Bild: Wagte sich mit seinen literarischen Texten erst spät aus der Deckung: Jo…
Man kann ohne Übertreibung sagen: Jonis Hartmann hat seit zwei Jahren einen
guten Lauf. Er war letztes Jahr Stipendiat im Künstlerhaus Eckernförde, war
im Herbst für einen Monat schreibender Gast im Literaturhaus der Stadt
Pazin, die liegt in Istrien und somit in Kroatien. Gerade hat er ein
Manuskriptstipendium vom Land Schleswig-Holstein. Er ist in Hoisdorf im
Kreis Storman aufgewachsen und etwas weiter weg in Trittau zur Schule
gegangen. Außerdem wird die Handlung des anvisierten Textes in
Schleswig-Holstein spielen.
Er schreibt Kurzprosa, Lyrik, knappe Erzählungen. Er verfasst Rezensionen
(über Literatur, aber auch über Architektur). Er übersetzt, ist einer von
fünf Köpfen der Gruppe Foundintranslation. Er organisiert Lesungen wie die
Reihe Ahab, die örtliche Autoren vorstellt, und die Reihe Hafenlesung, die
das Sujet des Hafens als Ort, wo Menschen aus allen möglichen Ländern
zusammentreffen, ernst nimmt, und nach drei Jahren Literaten aus Somalia
und Indien, aus Indonesien und Brasilien, aus Russland und Schweden
vorweisen kann.
## Googlebar erst seit 2014
Sein Schreibtisch steht im [1][Writers Room], einer Arbeitsetage für
Autoren in Hamburg-Bahrenfeld, die von einem Verein getragen wird. Letztes
Jahr war er dessen Vorsitzender. Er schaut schon jetzt auf kommende
Projekte bis ins Jahr 2019 hinein. Er sagt: „Wenn ich morgens aufwache,
weiß ich gleich, was ich zu tun habe, jeden Tag.“ Er schläft gern, und er
schläft auch gern lange. Er sagt: „Ich bin eigentlich immer entspannt.“ Und
er sagt: „Wenn man vor 2014 nach mir gegoogelt hätte, es wäre nichts
herausgekommen, absolut nichts.“
Wir sitzen im Norwegerheim, einem Café und Restaurant im Schanzenpark im
Hamburger Schanzenviertel. Er wohnt um die Ecke. Es ist grün hier, voller
Bäume und Büsche und Sträucher, deren Zweige sich spätsommerlich blattreich
gestärkt fast bis auf den Boden biegen, und es ist laut. Gleich nebenan
trennt eine vierspurige Straße den Park vom Uni-Viertel und der beginnende
Feierabendverkehr legt ein sonores Brummen über die Szenerie, als würden
wir direkt neben einem Umspannwerk sitzen. Was passt: die Inszenierung von
Stadtgrün durch echte Pflanzen und der nie endende Sound der Großstadt als
musikalische Beschallung. Eine Art Bühnensituation also – und mit Bühnen
kennt sich Jonis Hartmann aus.
„Ich habe nicht Germanistik studiert, wie viele schreibende Kollegen,
absolut null“, erzählt er. Was nicht heißt, dass er nicht geschrieben hat.

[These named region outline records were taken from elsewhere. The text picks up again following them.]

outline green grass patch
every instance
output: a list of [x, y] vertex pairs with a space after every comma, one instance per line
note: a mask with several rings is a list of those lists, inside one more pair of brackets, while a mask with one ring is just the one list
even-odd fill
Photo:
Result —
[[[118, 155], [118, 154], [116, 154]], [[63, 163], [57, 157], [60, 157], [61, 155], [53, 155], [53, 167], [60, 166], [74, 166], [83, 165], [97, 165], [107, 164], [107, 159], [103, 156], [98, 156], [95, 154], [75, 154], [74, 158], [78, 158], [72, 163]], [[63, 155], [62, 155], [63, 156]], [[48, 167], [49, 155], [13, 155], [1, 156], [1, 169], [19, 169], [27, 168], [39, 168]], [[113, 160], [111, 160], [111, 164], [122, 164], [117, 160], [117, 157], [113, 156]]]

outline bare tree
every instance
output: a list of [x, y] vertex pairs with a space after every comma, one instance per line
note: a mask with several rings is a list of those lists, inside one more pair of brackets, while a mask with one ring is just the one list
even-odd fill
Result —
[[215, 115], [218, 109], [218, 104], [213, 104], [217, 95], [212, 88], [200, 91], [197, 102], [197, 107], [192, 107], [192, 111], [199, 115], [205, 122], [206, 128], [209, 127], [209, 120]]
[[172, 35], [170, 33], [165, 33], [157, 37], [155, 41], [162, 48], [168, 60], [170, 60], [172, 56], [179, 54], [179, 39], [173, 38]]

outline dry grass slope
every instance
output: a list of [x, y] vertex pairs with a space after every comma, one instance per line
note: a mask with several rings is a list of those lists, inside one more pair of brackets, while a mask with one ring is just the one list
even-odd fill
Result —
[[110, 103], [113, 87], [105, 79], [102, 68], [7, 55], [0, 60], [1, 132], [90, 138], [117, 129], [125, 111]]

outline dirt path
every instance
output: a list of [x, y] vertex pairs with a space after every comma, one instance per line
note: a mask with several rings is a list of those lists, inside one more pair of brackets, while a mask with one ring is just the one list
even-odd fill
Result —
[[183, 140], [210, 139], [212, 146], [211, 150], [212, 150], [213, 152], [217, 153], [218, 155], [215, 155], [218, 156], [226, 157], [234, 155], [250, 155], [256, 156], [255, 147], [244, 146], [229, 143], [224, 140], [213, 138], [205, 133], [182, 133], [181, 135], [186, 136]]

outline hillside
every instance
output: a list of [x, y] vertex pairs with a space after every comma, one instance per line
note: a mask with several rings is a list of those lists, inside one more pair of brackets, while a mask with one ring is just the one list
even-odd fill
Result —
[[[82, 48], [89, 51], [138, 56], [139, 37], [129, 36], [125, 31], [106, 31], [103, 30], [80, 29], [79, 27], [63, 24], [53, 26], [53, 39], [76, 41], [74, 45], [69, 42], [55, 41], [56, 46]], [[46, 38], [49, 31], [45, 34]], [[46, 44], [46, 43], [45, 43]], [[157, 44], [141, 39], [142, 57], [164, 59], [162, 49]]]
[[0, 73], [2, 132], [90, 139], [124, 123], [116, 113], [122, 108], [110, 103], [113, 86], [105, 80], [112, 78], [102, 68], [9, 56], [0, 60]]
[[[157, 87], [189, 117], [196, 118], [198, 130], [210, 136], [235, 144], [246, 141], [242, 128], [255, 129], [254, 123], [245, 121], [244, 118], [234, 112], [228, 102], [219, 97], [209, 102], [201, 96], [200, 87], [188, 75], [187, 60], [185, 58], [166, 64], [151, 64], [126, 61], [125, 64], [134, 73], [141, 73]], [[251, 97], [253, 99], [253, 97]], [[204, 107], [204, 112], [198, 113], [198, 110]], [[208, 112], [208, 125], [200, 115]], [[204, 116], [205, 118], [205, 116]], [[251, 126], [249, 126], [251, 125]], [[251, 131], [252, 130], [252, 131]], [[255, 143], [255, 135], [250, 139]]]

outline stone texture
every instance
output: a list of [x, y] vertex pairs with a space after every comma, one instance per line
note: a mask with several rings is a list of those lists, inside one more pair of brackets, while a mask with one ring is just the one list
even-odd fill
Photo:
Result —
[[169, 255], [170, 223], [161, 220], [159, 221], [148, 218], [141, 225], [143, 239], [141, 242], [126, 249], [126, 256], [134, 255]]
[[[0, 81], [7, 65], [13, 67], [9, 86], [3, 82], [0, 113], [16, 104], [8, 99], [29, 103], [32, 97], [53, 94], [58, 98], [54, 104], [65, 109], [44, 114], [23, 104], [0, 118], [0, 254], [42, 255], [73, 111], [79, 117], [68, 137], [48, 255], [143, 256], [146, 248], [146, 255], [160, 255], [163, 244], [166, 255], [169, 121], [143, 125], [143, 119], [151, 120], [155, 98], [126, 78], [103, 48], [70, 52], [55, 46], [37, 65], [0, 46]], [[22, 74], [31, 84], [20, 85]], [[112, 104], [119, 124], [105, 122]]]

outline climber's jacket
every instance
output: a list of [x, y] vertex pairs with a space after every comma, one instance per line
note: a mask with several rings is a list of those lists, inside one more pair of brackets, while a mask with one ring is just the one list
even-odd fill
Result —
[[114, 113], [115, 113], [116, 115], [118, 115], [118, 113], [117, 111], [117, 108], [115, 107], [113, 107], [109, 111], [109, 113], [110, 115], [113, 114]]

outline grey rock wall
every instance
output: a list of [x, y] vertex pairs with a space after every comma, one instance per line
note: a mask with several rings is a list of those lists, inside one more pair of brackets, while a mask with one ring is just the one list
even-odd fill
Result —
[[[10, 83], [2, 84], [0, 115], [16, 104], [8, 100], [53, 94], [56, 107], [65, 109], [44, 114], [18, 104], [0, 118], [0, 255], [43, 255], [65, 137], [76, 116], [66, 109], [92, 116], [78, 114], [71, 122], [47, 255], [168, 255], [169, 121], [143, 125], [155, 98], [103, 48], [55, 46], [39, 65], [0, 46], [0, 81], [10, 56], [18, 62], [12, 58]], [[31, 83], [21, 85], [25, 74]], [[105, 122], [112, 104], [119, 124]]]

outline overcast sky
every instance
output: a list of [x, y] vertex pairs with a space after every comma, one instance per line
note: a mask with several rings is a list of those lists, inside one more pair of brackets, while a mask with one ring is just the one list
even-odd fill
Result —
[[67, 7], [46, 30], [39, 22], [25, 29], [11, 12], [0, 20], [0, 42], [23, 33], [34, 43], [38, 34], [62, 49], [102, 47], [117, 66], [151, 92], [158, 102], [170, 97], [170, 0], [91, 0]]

Schon immer hat er das. Nur hat er es früher niemandem gezeigt, wirklich
keinem. Stattdessen zog es ihn zur Architektur. Er studierte das Fach,
arbeitete in Architekturbüros, zuweilen Vollzeit, war auch selbstständig
unterwegs, promovierte. „Wiederkehr und Mehrdeutigkeit – Entwurfswerkzeuge
der Architektur“ ist der Titel seiner Doktorarbeit.
## Bedürfnis nach Feedback
Irgendwann begann er damit, Texte an kleine und kleinste
Literaturzeitschriften zu schicken, und sie wurden gedruckt oder auch
nicht. Aber es gab kein fassbares Feedback und das brauchte er langsam.
Rüdiger Käßner, Veranstalter und Autor, der in Hamburg Web-Lesungen
organisiert und ganz früher, es scheint unendlich ewig her, das
Literaturtelefon betreute, wo man eine Nummer anrief und vom Band eine
Stimme einen Text las, während man einen Telefonhörer in der Hand hielt,
bekam Texte von Hartmann zu lesen. Und fast gleichzeitig wurde Hartmann
Mitglied im [2][Forum Hamburger Autoren und Autorinnen], das dafür berühmt
ist, dass hier genaue bis genauste Textarbeit und Textkritik gepflegt wird,
und aus dem Schriftsteller und Schriftstellerinnen wie Karen Köhler, Karen
Duve und Mirko Bonné hervorgegangen sind.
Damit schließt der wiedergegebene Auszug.